At 11:00, Thursday, October 25,
the convention gets underway at
the Raddison Lord Baltimore,
I share an hour & twenty minutes
with another professional from
Wright State University who reads
a paper entitled “Jousting with
Words: Language in the Quest for
the Wholly-Funded Grant.”

MY paper is called “Analogies Across
the Curriculum: Publications that Perish,.”

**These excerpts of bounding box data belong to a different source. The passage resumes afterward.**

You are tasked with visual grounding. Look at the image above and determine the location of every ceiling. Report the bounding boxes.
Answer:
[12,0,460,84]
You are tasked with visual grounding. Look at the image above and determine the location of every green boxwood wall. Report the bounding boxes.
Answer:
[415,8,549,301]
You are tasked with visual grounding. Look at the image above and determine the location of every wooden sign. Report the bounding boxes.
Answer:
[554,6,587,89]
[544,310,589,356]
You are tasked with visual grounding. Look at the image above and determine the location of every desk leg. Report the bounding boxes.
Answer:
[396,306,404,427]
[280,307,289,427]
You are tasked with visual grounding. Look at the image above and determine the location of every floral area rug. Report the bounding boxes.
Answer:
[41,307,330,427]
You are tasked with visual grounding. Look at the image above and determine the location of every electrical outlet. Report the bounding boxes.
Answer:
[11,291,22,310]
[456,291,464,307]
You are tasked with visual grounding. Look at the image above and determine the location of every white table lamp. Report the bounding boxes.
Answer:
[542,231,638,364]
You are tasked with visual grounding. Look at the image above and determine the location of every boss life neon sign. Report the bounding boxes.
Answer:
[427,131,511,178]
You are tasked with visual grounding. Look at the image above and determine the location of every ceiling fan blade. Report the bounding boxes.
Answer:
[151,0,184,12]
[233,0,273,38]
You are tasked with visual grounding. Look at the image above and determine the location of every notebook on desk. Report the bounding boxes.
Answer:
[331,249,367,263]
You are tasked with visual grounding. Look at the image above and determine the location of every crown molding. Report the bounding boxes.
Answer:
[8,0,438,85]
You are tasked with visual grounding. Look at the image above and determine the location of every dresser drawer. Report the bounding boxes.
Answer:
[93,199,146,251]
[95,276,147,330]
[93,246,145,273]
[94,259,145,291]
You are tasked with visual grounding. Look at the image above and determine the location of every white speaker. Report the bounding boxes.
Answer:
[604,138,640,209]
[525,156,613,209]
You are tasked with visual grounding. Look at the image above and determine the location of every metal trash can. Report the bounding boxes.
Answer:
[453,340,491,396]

We are asked to keep our delivery
to fifteen minutes to allow for
“ample discussion time.”

Each of the 53 scheduled sessions
meeting in various rooms of Lord
Baltimore during the three-day
converse has been characterized
by a title.

My session with Jousting With Words,
for example, is called “Language as
Barrier and Bridge.” It will meet in
the Lafayette Room.

We are hosted by Towson State University
and will “enjoy reduced conference rates
at the newly-restored Lord Baltimore Hotel,
a particularly fine example of Baltimore
architecture and hospitality. Located amidst
some of the city’s most lively theatres, galleries,
and shops, the Lord Baltimore is always
within easy walking distance of the
Inner Harbor.

Special events include a cocktail reception
at the National Aquarium in Baltimore, a
reception with nationally known artists
who live in Baltimore.

Cost: about $800, including registration,
membership dues, lodging, meals, taxi or
shuffle, airline tickets.

Parker Palmer (The Courage to Teach;
Let Your Life Speak; The Promise of
Paradox) delivers the final address.